A lawsuit against a business entity can not move forward unless the business has been properly notified first. This is where the registered agent steps in. The registered agent must have a physical address within the state that the business entity operates in and be available during business hours. These requirements make it easier for the court to find and notify the relevant parties. Big corporations can’t hide behind thousands of employees, as the registered agent is the business’ point of contact with the state and for service of process. 

Clarifying S corporations

The LLC is seen as a type of business entity while an S corporation is a tax classification. This lets the IRS know that the business should be taxed as a partnership. To become an S corporation the business must first register as a C corporation or LLC then the business must meet certain criteria set aside by the IRS to qualify. 

The S corporation provides limited liability protection and offers corporations with 100 shareholders or less to be taxed as a partnership. These businesses cannot be owned by individuals who are US citizens or permanent residents. A further limitation on the ownership of S corporations entail that this business entity cannot be owned by another corporate entity. These businesses are more rigidly structured and require strict regulations on adapting corporate bylaws, conducting initial and annual shareholders meetings and keeping company meeting minutes. Extensive regulations apply when issuing stock shares and the S corporation may use either accrual or cash basis accounting practices. 

What is a C Corp?

The C in C corporation stems from the fact that this business entity is taxed under subchapter C of the Internal Revenue Code. This is the double taxation law that C corps are known for. These business entities exist separately from their owners and can be taxed, make a profit and be held liable. This business structure offers the highest level protection from personal liability for the owners/founders. 

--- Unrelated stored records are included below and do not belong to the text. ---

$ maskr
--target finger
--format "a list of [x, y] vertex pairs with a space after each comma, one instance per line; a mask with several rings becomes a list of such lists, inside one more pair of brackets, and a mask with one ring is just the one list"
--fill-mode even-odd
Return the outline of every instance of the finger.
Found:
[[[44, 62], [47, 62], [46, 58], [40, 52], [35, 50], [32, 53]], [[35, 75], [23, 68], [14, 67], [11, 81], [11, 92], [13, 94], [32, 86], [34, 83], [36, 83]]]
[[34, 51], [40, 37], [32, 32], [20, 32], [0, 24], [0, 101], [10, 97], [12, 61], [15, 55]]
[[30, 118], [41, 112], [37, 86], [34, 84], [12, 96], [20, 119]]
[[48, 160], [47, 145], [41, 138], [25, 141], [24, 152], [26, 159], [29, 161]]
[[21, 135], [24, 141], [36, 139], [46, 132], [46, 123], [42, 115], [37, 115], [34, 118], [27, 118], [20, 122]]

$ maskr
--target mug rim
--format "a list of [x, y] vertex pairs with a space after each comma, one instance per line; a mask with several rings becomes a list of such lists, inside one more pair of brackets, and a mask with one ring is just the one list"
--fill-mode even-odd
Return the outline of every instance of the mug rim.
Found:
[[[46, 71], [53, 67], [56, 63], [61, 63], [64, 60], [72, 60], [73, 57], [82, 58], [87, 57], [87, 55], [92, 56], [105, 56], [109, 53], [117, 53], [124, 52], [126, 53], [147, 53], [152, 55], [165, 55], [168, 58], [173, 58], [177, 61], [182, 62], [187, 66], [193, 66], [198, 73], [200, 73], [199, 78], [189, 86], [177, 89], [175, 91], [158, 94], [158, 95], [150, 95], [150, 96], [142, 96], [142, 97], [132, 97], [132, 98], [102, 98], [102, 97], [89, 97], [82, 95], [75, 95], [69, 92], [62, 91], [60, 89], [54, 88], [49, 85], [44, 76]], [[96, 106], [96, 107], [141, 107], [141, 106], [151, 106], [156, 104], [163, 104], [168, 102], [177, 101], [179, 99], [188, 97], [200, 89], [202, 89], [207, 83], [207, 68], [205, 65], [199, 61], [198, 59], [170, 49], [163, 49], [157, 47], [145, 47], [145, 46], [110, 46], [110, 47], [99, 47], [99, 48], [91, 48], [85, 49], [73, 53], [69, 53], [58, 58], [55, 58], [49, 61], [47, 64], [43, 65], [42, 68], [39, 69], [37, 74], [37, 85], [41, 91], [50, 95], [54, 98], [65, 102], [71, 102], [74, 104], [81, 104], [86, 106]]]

C corps can issue stock and shareholders can sell their stock and/or leave the business without it influencing the life of the corporation. This business structure is typically chosen for a company that plans on going public in the future. 

Starting a business is a new and exciting venture and choosing the right business structure is as important as the product or service you want to provide. Whether opting for a LLC or a variant of the corporation, the business structure will dictate how the business grows.